In a park there is a population of 750 mice that are either brown or white in color. Of this population, in which brown is dominant to white, approximately 305 individuals are white. Assuming that the population is at equilibrium for this gene/locus, answer the following.

(a) Calculate the allele frequencies and genotype frequencies. Show your work below using proper symbols (p,2pq, etc.). Perform all calculations to three decimal places. (Note: you will not be scored on part A, but you need to do the work in part A first to help you with the bonus.)

BONUS: After the previous predictions were made, actual samples were obtained from all individuals in the population described above. Genetic analyses were done, and it was found that of those that were brown, 80 are BB and 365 are Bb. Is the population above at equilibrium? Use the chi-square test to determine this. a. (Make sure to show your work.) b. State whether the population is at equilibrium and (c) explain your answer. (4)

Answer 1

From the bonus part, it is clear that B allele causes brown colour and b allele causes white colour and that B is dominant to b.

(a) According to Hardy Weinberg Equilibrium, the sum of allelic frequencies is always equal to 1.

i.e., for a diallelic gene, (p + q )= 1

p is the allelic frequency of dominant allele ( in this case, allele B) and q is the allelic frequency of recessive allele (in this case, allele b).

Also, to find the genotype expected frequencies, we can use a relation according to Hardy Weinberg Equilibrium:

(p + q)^2 = 1

i.e., p^2 + 2pq + q^2 = 1, where p^2 is the frequency of genotype BB, 2pq is the frequency of genotype Bb and q^2 is the frequency of genotype bb.

It is given that number of white individuals is 305 and the total number of individuals is 750.

That is, q^2 = 305÷750 = 0.4066666667

Frequency of allele b = q = square root of 0.4066666667

q = 0.6377042157

We know that (p + q) = 1 , According to Hardy Weinberg Equilibrium.

So, p = 1 - 0.6377042157 =  0.3622957843

Frequency of BB genotype = p^2 = (0.3622957843)^2 = 0.1312582353

Frequency of Bb genotype = 2pq = 0.6377042157 * 0.3622957843 * 2 = 0.462075098

Frequency of bb genotype is already found out as : q^2 = 0.4066666667

Rounding to 3 decimal places:

p = 0.362

q = 0.638

p^2 = 0.131

2pq = 0.462

q^2 = 0.407

BONUS PART:

Observed number of BB genotype = 80

Observed number of Bb genotype = 365

Observed number of bb genotype = 750-(365+80) = 305

Expected number of BB individuals = 750*p^2 = 98.283

Expected number of Bb individuals = 750* 2pq = 346.434

Expected number of bb individuals = 750 * q^2 = 305

Chi square = sum of [[(O-E)^2]÷E ] of all three genotypes, where O is the observed number of individuals, E is the expected number of individuals in the respective genotypes.

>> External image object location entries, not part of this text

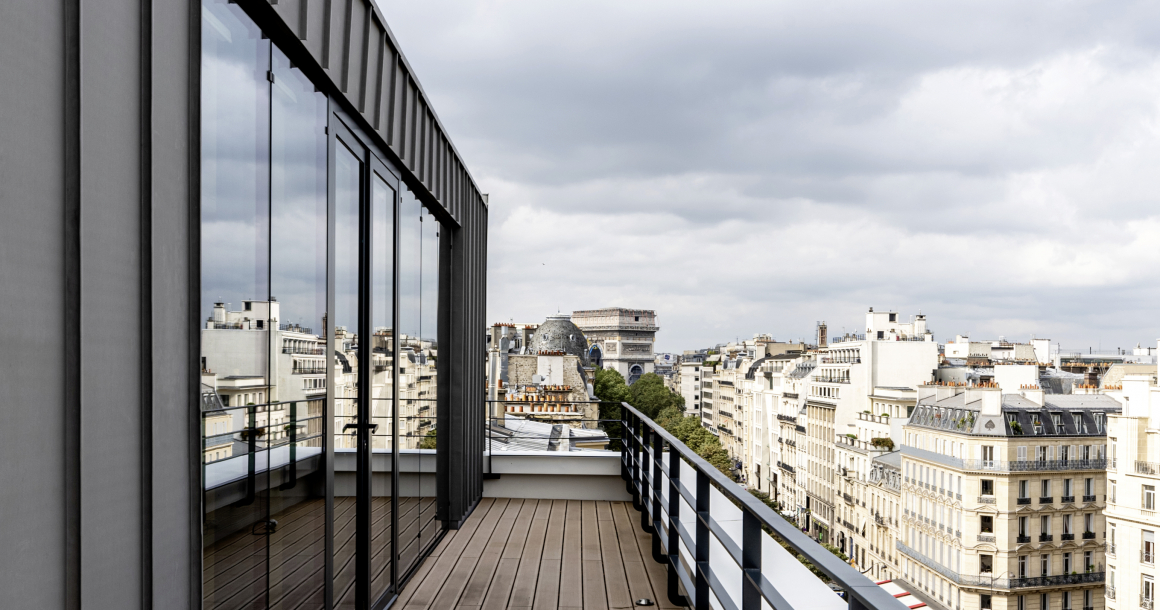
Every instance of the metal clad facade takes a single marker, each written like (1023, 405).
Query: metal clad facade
(99, 233)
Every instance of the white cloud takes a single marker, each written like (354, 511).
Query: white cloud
(755, 167)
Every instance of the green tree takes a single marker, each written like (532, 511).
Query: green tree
(650, 396)
(609, 386)
(428, 441)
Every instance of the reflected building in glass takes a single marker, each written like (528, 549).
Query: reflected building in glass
(251, 255)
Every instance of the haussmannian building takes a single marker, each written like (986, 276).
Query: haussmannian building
(1003, 498)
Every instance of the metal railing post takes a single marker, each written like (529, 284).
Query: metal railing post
(658, 447)
(673, 546)
(645, 488)
(701, 553)
(751, 561)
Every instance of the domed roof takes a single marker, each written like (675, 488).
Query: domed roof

If Chi square is greater than the table value, then there is no equilibrium.

Chi square = [(80-98.238)^2]÷98.238 + [(365-346.434)^2]÷346.434 + [(305-305)^2]÷305

=  3.3859061056 + 0.994984199 + 0 = 4.3808903046

Chi square = 4.3808903046

When Chi square is within the table value, observed values are not significantly different from the table value. That is, The population is at equilibrium. But, if chi square value is more than table value, the population is not at Hardy Weinberg Equilibrium.

To find table value, we need degrees of freedom and level of significance.

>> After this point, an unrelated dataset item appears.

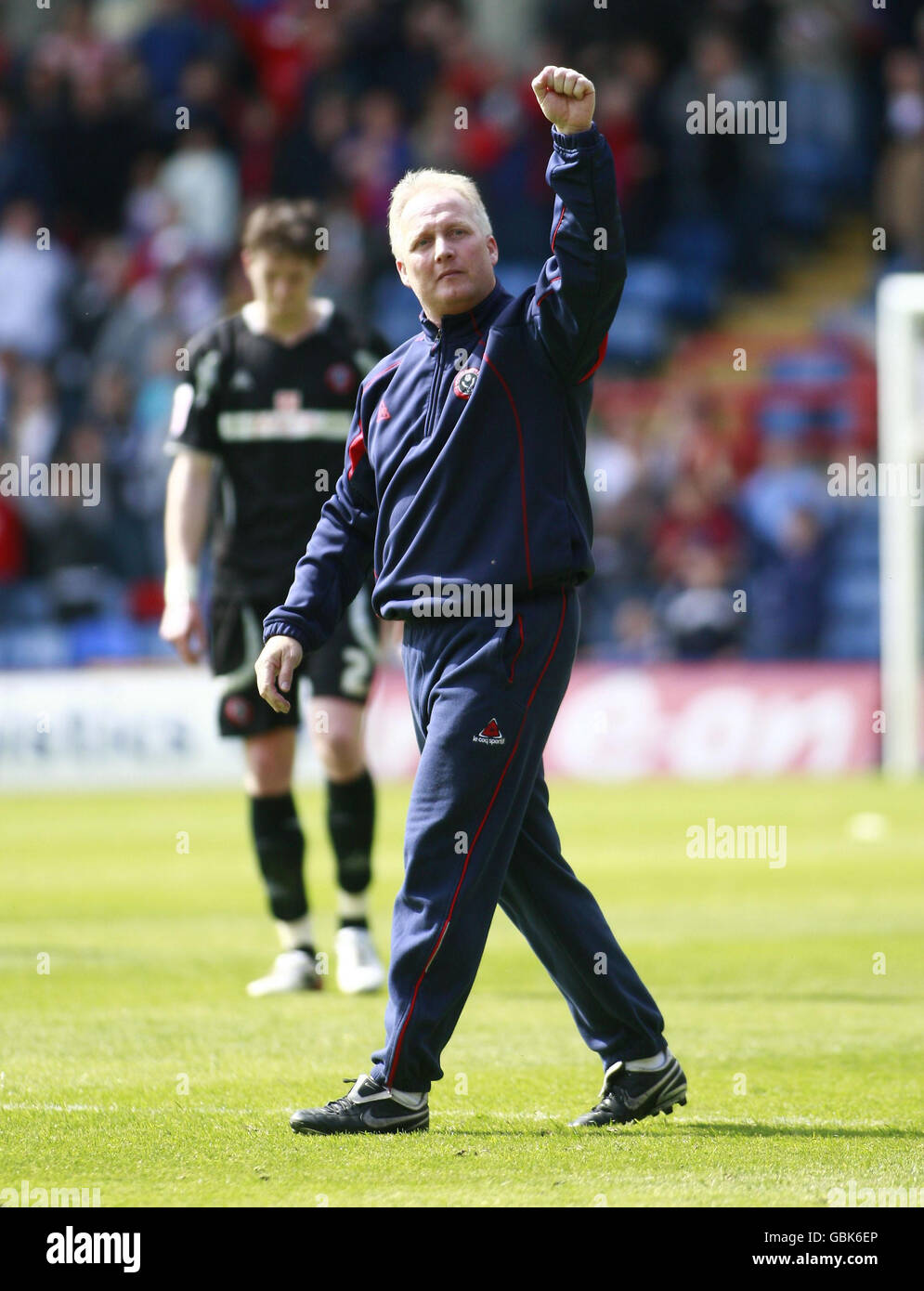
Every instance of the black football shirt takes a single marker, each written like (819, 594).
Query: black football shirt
(277, 416)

The level of significance here is 0.05 ( since it is a biological experiment).

The degree of freedom = number of genotypes - 1 = 3-1 = 2.

The table value for chi square at 0.05 level significance and 2 fegrees of freedom = 5.991 (from table for chi square)

Since the calculated value of Chi square is less than table value, there is no significant difference in the observed numbers in each genotype from the expected numbers.

Hence, the population is at Hardy Weinberg Equilibrium.